Questions raised over Moti Dongor demolition notices

Gov notified it as slum, but Code of Communidade empowers Administrator to demolish

Gov notified it as slum, but Code of Communidade empowers Administrator to demolish  

TEAM HERALD 

teamherald@herald-goa.com

MARGAO: Even as the Administrator of Communidades, South Zone, has completed its exercise of serving demolition notices on the residents of Moti Dongor and adjoining Talsanzor, many an eyebrow is being raised in legal circles over the government’s silence on the notifications notifying Moti Dongor as a slum and the decision to invoke the Goa Land (Prohibition on Construction) Act, 1995, to raze down the structures.

Questions are being raised whether the Administrator of Communidades can demolish all structures on Moti Dongor, including structures existing prior to the coming into force of the Goa Land (Prohibition on Construction) Act in 1995.

Constitutional lawyer Adv Cleofato Coutinho wondered how the authorities could raze down structures atop Moti Dongor under the Goa Land (Prohibition on Construction) Act, 1995, when the Act came into force in 1995.

When this query was posed to the District Collector, South N D Agrawal, he said the notice of removal also speaks of action against the structures on other enabling provision of the law of the land. He, however, could not state why the Administrator of Communidades did not invoke the provisions of the law of the land in the removal notice.

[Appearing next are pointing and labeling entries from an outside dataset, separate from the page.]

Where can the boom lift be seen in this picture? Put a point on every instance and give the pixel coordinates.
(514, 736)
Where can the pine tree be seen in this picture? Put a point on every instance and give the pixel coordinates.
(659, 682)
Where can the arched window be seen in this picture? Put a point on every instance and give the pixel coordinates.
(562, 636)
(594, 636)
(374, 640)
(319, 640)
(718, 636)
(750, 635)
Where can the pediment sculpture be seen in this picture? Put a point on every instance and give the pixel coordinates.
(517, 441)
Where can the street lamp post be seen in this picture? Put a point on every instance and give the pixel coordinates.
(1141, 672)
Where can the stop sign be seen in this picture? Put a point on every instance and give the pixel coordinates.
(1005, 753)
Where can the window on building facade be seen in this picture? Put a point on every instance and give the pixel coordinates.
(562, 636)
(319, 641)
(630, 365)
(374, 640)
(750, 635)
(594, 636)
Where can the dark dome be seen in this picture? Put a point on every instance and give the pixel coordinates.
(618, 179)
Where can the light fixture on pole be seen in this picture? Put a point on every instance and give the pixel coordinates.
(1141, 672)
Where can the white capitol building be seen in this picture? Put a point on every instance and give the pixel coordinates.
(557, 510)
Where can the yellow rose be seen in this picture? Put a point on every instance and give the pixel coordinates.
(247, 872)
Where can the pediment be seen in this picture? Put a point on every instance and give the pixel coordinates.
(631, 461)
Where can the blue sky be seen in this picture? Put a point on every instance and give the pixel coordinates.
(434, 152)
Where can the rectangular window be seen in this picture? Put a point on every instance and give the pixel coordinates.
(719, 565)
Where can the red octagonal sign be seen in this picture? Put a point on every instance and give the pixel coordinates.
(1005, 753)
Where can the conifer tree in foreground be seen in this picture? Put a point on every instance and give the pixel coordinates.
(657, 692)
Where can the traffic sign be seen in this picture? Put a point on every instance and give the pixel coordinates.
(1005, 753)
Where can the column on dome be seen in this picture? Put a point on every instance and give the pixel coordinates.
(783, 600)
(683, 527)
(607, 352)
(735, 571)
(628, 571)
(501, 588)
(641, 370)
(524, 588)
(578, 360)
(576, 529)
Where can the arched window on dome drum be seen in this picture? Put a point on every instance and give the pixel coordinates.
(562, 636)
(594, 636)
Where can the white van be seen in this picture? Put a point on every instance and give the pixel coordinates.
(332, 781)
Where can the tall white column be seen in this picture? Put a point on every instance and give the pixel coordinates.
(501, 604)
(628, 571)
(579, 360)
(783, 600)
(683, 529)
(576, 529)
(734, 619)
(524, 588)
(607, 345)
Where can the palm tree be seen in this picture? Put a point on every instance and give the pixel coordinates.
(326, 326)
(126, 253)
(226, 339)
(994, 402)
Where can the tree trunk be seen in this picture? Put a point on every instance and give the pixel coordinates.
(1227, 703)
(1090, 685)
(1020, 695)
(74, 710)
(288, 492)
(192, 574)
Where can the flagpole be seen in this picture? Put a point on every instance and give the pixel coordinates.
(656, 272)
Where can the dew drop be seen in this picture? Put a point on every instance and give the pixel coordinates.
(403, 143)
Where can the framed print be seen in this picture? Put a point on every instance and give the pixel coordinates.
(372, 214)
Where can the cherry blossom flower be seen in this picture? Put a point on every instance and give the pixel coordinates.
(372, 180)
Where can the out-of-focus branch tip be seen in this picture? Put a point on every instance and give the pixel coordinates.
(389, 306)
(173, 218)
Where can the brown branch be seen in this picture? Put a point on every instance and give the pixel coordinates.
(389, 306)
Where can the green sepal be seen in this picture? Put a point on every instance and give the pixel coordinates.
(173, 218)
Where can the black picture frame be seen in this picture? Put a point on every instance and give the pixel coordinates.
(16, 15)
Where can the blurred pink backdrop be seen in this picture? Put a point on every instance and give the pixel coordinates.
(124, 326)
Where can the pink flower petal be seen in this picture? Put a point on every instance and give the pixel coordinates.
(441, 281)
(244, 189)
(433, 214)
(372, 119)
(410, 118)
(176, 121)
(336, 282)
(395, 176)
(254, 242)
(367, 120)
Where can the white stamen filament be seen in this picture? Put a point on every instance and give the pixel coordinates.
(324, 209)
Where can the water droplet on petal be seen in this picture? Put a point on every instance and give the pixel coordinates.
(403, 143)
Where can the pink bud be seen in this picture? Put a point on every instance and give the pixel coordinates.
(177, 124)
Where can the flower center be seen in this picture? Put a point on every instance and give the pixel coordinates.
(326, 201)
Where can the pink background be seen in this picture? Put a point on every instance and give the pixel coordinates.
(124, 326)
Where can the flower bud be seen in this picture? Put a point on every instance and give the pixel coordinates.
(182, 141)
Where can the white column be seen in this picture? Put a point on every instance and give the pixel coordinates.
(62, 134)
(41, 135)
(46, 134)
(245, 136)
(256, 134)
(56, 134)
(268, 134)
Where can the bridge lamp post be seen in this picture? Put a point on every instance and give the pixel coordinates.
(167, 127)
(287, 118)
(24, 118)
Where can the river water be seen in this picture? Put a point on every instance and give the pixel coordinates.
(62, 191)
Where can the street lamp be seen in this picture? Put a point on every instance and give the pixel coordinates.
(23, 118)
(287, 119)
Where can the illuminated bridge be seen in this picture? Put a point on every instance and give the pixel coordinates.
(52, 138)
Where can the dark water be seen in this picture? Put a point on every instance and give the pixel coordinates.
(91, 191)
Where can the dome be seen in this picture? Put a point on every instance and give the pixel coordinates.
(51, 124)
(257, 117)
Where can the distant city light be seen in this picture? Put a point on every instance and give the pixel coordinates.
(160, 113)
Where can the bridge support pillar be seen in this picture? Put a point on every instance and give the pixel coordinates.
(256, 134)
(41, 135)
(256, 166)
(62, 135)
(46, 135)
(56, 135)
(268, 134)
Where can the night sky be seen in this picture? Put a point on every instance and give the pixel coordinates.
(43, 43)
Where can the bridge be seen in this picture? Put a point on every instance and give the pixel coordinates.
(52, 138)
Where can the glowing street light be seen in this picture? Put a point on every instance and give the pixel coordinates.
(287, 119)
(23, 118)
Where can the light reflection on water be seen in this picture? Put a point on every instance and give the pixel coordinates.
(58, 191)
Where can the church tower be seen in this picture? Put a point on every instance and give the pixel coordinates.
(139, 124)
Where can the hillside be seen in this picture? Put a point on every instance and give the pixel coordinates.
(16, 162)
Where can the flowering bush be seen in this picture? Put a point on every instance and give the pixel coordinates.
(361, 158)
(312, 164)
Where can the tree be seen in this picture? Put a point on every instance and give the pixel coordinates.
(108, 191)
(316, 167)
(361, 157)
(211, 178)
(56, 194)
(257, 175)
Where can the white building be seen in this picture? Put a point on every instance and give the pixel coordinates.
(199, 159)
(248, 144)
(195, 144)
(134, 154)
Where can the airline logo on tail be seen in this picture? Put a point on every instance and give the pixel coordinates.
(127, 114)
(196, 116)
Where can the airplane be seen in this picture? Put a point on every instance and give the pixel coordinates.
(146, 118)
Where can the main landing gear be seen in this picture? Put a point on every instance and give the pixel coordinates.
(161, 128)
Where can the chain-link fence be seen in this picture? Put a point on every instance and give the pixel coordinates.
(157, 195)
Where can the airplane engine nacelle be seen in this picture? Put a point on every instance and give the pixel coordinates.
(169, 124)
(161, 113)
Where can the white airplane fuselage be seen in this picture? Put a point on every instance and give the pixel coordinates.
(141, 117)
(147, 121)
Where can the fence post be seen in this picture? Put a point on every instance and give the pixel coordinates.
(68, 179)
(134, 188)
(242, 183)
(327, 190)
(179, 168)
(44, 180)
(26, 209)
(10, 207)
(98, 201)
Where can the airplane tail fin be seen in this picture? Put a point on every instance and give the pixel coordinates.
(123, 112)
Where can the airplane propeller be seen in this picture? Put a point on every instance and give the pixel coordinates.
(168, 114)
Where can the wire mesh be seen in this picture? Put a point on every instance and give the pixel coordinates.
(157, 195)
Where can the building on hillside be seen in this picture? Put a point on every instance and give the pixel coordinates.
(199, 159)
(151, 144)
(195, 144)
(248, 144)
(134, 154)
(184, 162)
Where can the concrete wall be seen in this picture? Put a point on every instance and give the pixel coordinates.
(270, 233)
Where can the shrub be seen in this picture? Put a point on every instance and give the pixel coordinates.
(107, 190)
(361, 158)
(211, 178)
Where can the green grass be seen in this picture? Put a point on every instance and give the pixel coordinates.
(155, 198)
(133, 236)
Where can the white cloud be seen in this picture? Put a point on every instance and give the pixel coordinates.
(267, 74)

What’s interesting to note is that the Collector said that the Code of Communidade empowers the Administrator to raze down illegal constructions on Communidade land, but had no answer when asked why the authorities did not invoke the provisions of the Code to initiate action against the structures.

Adv Coutinho also demanded to know how the authorities could go ahead with the demolition when there’s a government notification declaring Moti Dongor a slum. “The notification might have been issued with the intention to provide basic necessities such as water and power, but still the government’s intention was to develop the area as a slum,” he added.

Interestingly, the question whether Moti Dongor was a notified slum or not was not tested in the High Court while hearing the Public Interest Litigation filed by Mumbai-based lawyer, Adv Sanjiv Punalyekar, since the government filed an undertaking that all illegal structures will be identified and razed down.